Moc słów
- Agata
- 13 lip 2018
- 2 minut(y) czytania

Być może doświadczyliśmy w swoim życiu niezrozumienia i osądów ze strony ludzi z powodu przekonań religijnych bądź osobistych decyzji związanych z wiarą. Jezus mówi, że ludzie będą wydawać Jego uczniów sądom i biczować. Sądy i biczowanie mają swój początek w sercu, a następnie języku nawet, jeśli nie dojdzie do agresji czynnej. Język ludzki jest zdolny do wyrządzania krzywdy i przemocy bliźniemu, zadawania ran, które potrafią boleć całe życie. Słowa mają nieopisaną moc. Lecz jeśli wrogie słowa wypowiadane są pod naszym adresem ze strony najbliższych, wówczas można doświadczyć załamania i mieć podcięte skrzydła. Jezus jednak zachęca, by wytrwać w dobrym. Właśnie to nasze trwanie przy Bogu i Jego zasadach może sprawić, że nasza postawa wpłynie na przemianę myślenia ludzi zamkniętych na łaskę Bożą. Wiele zależy od naszej osobistej relacji z Panem Jezusem i jej autentyczności.
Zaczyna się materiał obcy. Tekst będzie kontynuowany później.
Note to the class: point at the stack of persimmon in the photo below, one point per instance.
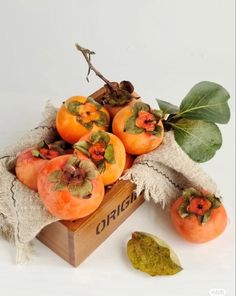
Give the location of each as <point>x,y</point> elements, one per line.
<point>98,142</point>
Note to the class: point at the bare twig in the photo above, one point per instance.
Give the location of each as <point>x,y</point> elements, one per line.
<point>113,87</point>
<point>87,55</point>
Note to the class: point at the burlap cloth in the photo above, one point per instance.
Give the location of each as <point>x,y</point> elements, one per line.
<point>161,175</point>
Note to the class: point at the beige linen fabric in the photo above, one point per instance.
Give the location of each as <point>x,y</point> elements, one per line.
<point>22,214</point>
<point>163,173</point>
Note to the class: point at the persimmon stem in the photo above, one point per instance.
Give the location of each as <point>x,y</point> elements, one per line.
<point>87,55</point>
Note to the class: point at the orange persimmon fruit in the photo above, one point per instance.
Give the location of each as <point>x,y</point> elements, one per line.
<point>106,151</point>
<point>31,160</point>
<point>128,162</point>
<point>139,127</point>
<point>78,116</point>
<point>198,216</point>
<point>70,187</point>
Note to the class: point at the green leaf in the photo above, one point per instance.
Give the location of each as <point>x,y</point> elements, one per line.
<point>157,113</point>
<point>83,147</point>
<point>109,154</point>
<point>130,126</point>
<point>82,190</point>
<point>199,139</point>
<point>139,106</point>
<point>150,254</point>
<point>55,176</point>
<point>167,107</point>
<point>102,121</point>
<point>206,101</point>
<point>99,136</point>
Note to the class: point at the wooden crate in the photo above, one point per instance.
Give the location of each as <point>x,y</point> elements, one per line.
<point>75,240</point>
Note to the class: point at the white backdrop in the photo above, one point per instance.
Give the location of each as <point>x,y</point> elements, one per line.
<point>164,47</point>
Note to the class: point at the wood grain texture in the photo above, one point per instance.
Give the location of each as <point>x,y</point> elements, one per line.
<point>76,240</point>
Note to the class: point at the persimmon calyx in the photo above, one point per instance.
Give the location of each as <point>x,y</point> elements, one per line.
<point>98,149</point>
<point>76,176</point>
<point>199,204</point>
<point>143,119</point>
<point>120,95</point>
<point>48,151</point>
<point>87,113</point>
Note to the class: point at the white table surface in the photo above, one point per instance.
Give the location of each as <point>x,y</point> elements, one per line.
<point>164,47</point>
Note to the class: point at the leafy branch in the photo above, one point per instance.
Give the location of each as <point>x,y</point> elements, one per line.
<point>194,122</point>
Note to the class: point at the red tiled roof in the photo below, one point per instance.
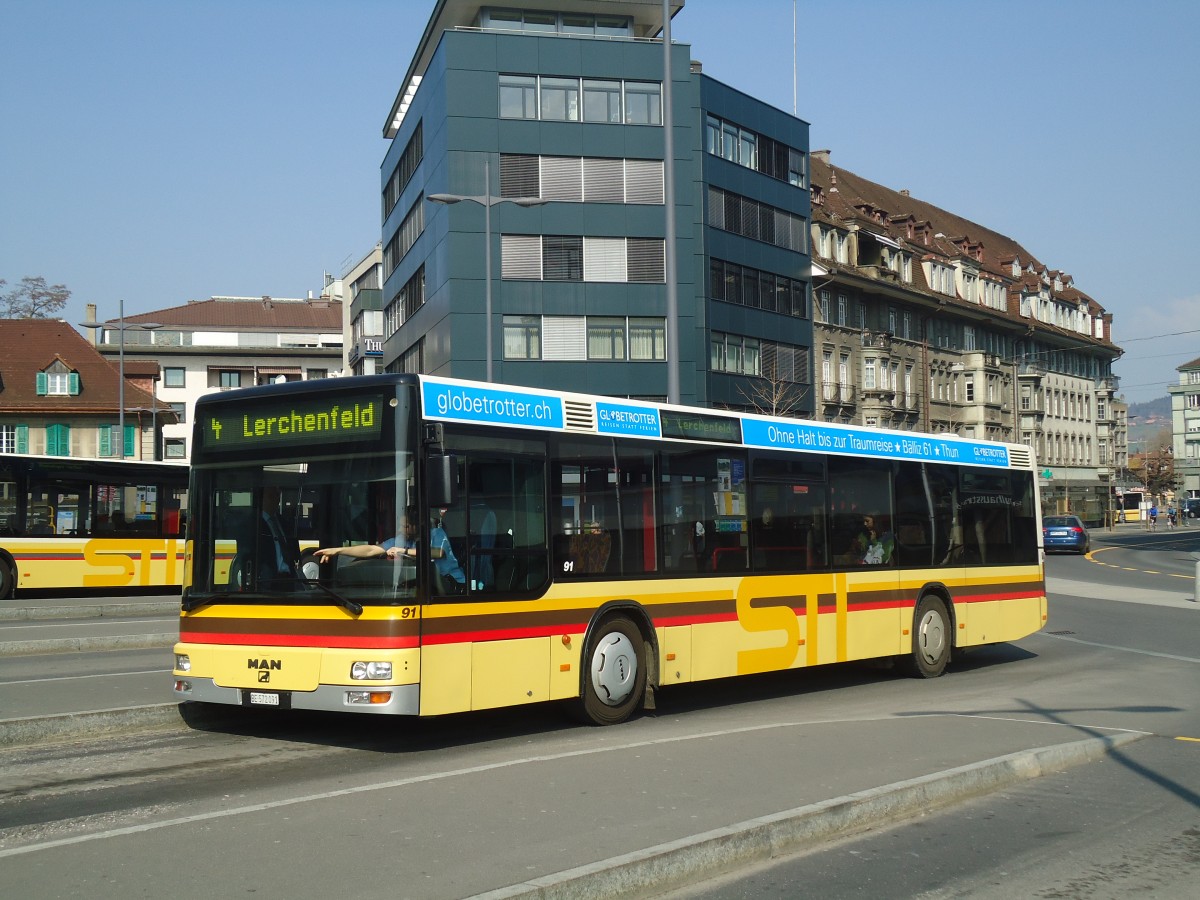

On nas wspiera i udziela potrzebnych sił ze skarbca Bożego Miłosierdzia. Wystarczy do Niego pójść z ufnością dziecka i mówić z prostotą do Jego Serca, a On niczego nam nie odmówi. Gdy doświadczamy niechęci i braku dobrego dialogu z ludźmi, którzy nie rozumieją naszej relacji z Bogiem. Nie próbujmy przekonywać nikogo na siłę. Jezus radzi, by strząsnąć proch z nóg i odejść do innego miasta, czyli postępować zgodnie z własnym sumieniem i zostawić sprawy Panu Bogu. Jemu zawierzyć. Warto również poszukać tych, dla których Bóg jest najwyższą wartością i zawiązywać przyjaźnie z ludźmi utwierdzonymi w wierze. W ten sposób zyskujemy pomocną dłoń, gdy nasze siły słabną. Razem we wspólnocie wierzących możemy zdziałać więcej dla Boga i zgubionego człowieka. Wspólne ideały bowiem łączą ludzi myślących podobnie. Nie bójmy się zaufać, że spotkany człowiek na drodze naszego życia jest podarunkiem Boga. Każdy może nas czegoś nauczyć i być zwierciadłem autentyczności przekonań i wiary w Boga.